U.S.-Czech Republic men’s basketball game has major Olympic quarterfinal implications
There is no aura of invincibility around this U.S. men’s basketball team. It’s different than many past Olympics. And the Americans don’t seem to mind.
SAITAMA, Japan — There is no aura of invincibility around this U.S. men’s basketball team. It has gone just 3-3 so far this summer, still has work to do just to qualify for the knockout stage at the Tokyo Olympics and seems far from a lock to win its fourth consecutive gold medal.
It’s different than many past Olympics. And the Americans don’t seem to mind.
“I feel like it makes it more fun,” U.S. center Bam Adebayo of the Miami Heat said.
The next fun destination for the Americans, they hope, will be the Olympic quarterfinals. The U.S. can punch its ticket there on Saturday; the sure-fire way to do that would be to beat the Czech Republic in the Group A finale for both nations, though the Americans could still move on even with a loss.
A win would give the U.S. a chance at securing a top-four seed and ensure that the team wouldn’t face any of the three group winners until at least the semifinals. And the losses — two in exhibitions, then the Olympic opener against eventual Group A winner France — have been a benefit to the Americans, Adebayo said.
“We don’t go in every game thinking we’re going to beat everybody by 50,” Adebayo said. “It definitely keeps us on edge and, you know, shows that we can’t mess around.”
The Americans are still big favorites on Saturday; 23.5 points, according to FanDuel, and that line was set after the U.S. had no problem in a 120-66 win over Iran on Wednesday. The 54-point margin of victory — albeit against an overmatched opponent — was the fifth-largest for a U.S. men’s team in an Olympics since NBA players began being used in 1992, and was by the far the best performance by the team yet this summer.
U.S. guard Damian Lillard said the game against Iran, the second one this summer where the Americans had all 12 of their players.
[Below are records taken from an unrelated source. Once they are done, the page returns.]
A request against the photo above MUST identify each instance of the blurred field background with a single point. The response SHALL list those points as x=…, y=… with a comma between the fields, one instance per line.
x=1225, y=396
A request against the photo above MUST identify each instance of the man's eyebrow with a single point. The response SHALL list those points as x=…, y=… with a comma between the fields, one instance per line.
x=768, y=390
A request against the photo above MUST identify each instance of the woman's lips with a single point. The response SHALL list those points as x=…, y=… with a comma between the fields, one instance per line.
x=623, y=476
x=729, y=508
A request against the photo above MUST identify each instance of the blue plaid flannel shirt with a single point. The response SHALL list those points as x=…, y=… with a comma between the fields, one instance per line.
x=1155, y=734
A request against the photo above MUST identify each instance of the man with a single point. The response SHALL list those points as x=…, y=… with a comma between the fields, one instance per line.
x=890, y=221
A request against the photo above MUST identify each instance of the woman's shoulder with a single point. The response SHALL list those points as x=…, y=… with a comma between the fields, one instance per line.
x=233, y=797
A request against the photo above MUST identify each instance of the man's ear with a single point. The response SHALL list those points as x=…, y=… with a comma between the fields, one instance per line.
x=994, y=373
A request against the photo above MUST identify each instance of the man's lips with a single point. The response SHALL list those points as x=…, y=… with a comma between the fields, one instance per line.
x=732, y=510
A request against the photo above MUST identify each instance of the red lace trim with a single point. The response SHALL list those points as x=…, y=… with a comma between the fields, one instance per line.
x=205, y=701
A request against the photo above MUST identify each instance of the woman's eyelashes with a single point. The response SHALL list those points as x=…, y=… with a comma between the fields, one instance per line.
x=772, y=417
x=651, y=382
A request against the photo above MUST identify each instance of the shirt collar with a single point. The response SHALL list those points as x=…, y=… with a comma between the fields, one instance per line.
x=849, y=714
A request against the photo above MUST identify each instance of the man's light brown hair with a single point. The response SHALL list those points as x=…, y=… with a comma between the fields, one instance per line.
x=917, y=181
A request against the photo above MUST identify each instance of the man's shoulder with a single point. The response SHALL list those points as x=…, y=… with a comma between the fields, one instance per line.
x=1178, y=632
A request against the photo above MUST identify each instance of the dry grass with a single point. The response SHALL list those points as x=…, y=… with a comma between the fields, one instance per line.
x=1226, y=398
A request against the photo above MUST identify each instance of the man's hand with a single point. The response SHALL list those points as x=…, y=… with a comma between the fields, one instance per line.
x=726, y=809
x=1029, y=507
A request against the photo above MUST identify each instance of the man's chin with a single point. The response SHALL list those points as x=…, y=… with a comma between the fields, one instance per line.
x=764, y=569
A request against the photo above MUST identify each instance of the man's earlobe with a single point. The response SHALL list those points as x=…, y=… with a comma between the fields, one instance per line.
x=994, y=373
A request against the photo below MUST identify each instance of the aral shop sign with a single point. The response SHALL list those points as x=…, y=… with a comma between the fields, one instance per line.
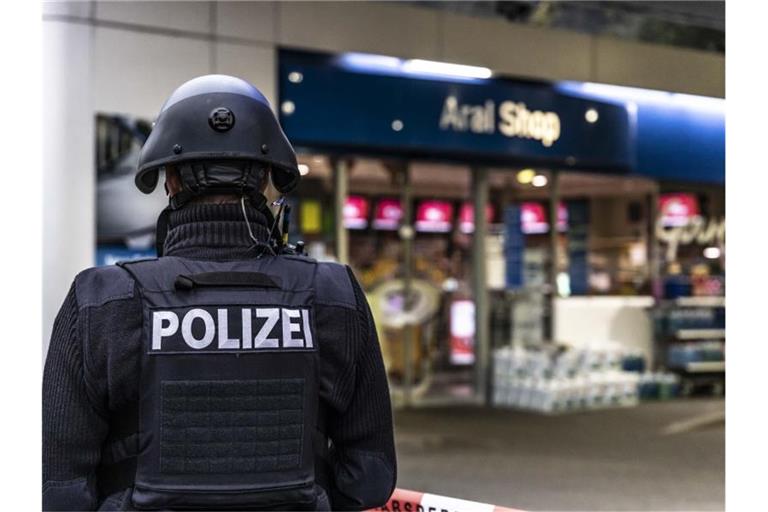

It was the first with nobody recovering from flying 8,000 miles the previous day to get to Tokyo after the NBA Finals — as Jrue Holiday, Khris Middleton and Devin Booker were for the France game — provided the blueprint for how this team needs to play.
“I think everybody on our team would agree that it felt good to get out and run, get open shots, create steals and go the other way without having to set plays and use our length and athleticism to our advantage,” Lillard said. “I think we can find a way to be consistent at that, we should have a pretty good chance of being successful.”
Each of the other U.S. Olympic teams that won a game by at least 54 points — the 1992, 1996, 2012 and 2016 teams all had one such contest — went on to win the gold medal.
And, perhaps for a couple days, it silenced some of the doubt about whether this U.S. team is good enough to win it all.
“If we win, that’s going to put the rest a lot of the things that have been said, doom and gloom,” USA Basketball senior men’s national team managing director Jerry Colangelo said. “If we don’t win, people will have their opportunity to take shots at anyone and as much as they wish to, for whatever reasons they choose.”
A look men’s field heading into the final games in group play:
The men’s field will be pared from 12 teams down to the eight for the knockout stage this weekend, with the quarterfinal games to be played in Saitama on Tuesday. The winners of the three groups, plus the best second-place finisher, will earn top-four seeds. The other two second-place finishers and the best two third-place teams will be the bottom four seeds for the quarterfinals.
France (2-0) is the group winner, no matter what happens Saturday against Iran (0-2). The winner of the U.S.-Czech Republic game will be 2-1 and finish in second place; the loser falls to 1-2 and will have to hope to move on as one of the best third-place teams.
Australia (2-0) has clinched a quarterfinal berth and can lock up first place in its group with a win Saturday against Germany (1-1). Nigeria (0-2) needs a win, and probably by a sizable margin since overall point differential is a potential tiebreaker, against Italy (1-1) in the other Group B game on Saturday to have any chance of advancing. The Italians would advance with a win.
Reigning World Cup champion Spain (2-0) will take on Luka Doncic and Slovenia (2-0) on Sunday to determine who wins Group C and is guaranteed a top-four seed for the quarterfinals. Both teams have already clinched a berth in the knockout stage.
Host Japan (0-2) plays Argentina (0-2) on Sunday. The loser is eliminated and the winner — again, likely depending on the points-differential tiebreaker — may still have a chance to reach the quarterfinals. If Argentina does not advance, it may mean that Sunday would be the last time Luis Scola appears in the Olympics. The 41-year-old Scola, who has appeared in five Olympics, hasn’t said if he plans to continue his playing career.